EXAMPLE 44
A study in uniformity of tone as found in combinations of type and decoration
EXAMPLE 42
The tone of the illustration and type-face is here blended. Card by School of Printing, Boston, Mass.
Several other points are suggested by Examples [34] to 37. A page for a cover should be of darker tone than a page to be used as a title inside the book; this where the body-type of the inside pages is of the customary gray tone. A cover placed upon a book to protect it suggests strength, and the typography of the cover should conform to this suggestion. The reason for the uniform tone presented by each of the four examples above mentioned is another important point. Were the border darker than the ornament and type lines, the ornament darker than the border and type lines, or the type lines darker than the ornament and border, there would not be uniformity of tone, and a consequent loss in the effectiveness that comes from tone harmony.
The tone of a massed page is of vital importance in the typography of a book, and a happy medium is somewhere between the under-spaced black type-page of Morris and the over-spaced hair-line type-page against which the Morris page was a protest. Examples [38] and [39] show the manner in which the tone of a page may be controlled by spacing. In Example [38] the page is moderately spaced between words and lines and in Example [39] the page is liberally spaced, presenting two extremes and vividly picturing the manner in which spacing influences the page tone.

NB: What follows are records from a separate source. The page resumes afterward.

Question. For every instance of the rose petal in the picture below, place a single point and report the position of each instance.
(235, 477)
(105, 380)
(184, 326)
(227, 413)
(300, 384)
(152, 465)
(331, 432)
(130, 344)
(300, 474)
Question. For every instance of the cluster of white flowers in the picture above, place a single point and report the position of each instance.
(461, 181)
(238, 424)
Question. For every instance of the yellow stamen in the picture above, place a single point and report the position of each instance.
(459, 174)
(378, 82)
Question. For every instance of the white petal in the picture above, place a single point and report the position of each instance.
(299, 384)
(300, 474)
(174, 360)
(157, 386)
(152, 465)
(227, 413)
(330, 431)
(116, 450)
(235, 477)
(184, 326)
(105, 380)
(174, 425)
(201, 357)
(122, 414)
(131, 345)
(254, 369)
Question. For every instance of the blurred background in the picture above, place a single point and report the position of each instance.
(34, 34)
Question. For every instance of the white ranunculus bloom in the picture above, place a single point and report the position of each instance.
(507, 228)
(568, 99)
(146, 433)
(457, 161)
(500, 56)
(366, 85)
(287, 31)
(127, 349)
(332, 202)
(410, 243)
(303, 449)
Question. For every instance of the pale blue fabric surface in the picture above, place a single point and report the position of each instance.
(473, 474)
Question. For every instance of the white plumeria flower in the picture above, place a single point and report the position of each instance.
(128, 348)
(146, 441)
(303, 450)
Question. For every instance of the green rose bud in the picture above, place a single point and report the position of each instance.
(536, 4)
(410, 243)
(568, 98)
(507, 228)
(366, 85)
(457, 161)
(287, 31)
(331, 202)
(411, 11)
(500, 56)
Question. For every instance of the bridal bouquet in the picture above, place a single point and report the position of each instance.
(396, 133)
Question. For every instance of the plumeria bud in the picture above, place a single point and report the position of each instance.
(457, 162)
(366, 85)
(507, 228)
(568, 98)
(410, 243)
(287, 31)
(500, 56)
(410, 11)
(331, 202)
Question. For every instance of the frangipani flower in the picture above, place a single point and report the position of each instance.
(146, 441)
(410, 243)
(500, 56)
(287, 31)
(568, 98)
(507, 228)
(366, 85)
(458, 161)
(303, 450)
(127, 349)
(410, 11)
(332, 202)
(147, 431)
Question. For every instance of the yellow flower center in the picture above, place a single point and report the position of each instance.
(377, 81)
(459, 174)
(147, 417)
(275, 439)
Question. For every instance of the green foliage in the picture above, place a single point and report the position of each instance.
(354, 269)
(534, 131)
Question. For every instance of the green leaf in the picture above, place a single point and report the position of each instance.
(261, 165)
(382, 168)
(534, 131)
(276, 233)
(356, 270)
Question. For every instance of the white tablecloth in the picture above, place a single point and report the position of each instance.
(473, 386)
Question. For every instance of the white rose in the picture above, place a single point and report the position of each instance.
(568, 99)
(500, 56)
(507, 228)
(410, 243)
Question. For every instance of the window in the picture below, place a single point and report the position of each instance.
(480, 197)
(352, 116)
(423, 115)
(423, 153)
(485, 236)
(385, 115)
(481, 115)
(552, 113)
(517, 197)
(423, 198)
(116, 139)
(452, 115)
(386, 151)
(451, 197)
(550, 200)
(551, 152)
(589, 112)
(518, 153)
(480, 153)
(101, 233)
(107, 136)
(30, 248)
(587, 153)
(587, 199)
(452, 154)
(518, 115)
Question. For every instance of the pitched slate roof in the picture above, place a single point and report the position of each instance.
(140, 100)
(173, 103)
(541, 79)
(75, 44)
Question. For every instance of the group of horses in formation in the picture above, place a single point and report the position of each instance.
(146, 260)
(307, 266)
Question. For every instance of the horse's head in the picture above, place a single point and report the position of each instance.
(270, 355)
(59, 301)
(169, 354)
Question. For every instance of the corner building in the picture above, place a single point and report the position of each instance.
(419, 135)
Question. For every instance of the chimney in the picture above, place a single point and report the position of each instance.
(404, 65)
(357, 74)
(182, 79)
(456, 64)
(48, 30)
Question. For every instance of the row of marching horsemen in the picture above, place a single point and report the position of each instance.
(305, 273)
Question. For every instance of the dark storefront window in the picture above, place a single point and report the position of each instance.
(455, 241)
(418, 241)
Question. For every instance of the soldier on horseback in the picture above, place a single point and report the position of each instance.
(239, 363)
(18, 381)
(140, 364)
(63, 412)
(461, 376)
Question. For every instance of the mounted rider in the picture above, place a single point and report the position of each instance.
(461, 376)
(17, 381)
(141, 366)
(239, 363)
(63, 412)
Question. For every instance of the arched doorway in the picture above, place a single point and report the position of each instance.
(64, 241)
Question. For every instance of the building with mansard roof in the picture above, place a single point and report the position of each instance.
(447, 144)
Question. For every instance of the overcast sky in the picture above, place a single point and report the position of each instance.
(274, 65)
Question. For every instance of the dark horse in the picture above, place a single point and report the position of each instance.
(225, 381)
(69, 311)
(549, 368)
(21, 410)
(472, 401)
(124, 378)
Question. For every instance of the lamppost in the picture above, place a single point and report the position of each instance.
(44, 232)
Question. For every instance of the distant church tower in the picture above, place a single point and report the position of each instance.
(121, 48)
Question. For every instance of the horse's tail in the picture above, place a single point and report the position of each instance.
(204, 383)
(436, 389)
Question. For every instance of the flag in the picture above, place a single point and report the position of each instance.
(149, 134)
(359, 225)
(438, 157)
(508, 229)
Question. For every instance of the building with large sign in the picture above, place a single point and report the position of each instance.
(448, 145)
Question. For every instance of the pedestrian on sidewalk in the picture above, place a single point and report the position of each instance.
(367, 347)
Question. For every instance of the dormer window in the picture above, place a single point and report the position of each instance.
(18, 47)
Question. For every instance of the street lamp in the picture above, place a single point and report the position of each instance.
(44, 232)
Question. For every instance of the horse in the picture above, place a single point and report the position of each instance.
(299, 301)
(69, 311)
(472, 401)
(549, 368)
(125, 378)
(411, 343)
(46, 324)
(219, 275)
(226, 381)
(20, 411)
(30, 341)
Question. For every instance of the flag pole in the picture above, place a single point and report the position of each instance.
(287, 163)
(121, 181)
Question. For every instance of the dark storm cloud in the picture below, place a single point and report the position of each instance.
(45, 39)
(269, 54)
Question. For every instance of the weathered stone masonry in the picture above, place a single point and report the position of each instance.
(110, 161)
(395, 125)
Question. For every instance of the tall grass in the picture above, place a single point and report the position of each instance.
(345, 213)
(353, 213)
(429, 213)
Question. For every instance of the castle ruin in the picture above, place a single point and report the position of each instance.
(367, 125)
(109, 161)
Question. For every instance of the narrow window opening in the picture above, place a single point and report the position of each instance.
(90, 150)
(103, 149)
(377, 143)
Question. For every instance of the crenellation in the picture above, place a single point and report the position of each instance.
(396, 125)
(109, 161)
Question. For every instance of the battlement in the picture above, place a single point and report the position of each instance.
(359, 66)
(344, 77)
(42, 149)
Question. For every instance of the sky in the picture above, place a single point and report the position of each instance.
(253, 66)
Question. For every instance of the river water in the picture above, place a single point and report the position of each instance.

The tone of the pen-and-ink outline illustration in Example [40] is admirably duplicated in the typographical treatment accorded the page. The result would not have been so satisfactory if there had been no quad lines to break the solidity of the page.
The spotted black tone of the decorative border in Example [41] is reflected in the typography of the page, a result obtained by using a bold-faced body-type and separating the words with a liberal amount of space. However, the tone would not be equal printed in one color, but by printing the border in a lighter color the tones are equalized. Here is a suggestion for obtaining even tones. Where one portion of the page is bolder than the other, print it in a lighter shade of ink, or if any part of a type-page must be printed in a lighter color, set that part in a type-face of darker tone (Example [47]).
Job printers should be interested in Example [42], as it is a good presentation of the theory of uniform tone. The effect of the open-line illustration is duplicated in the spaced Jenson capitals and cross lines. The result would have been even better had the small groups on both sides of the illustration been slightly letterspaced and the line at the bottom spaced less.
Example [43], on the insert, is a classic interpretation of uniform tone. The architectural design is formed of lines about the same strength as the strokes of the type-face and the massed capital letters admit sufficient light to give them a tone near to that of the open-spaced border.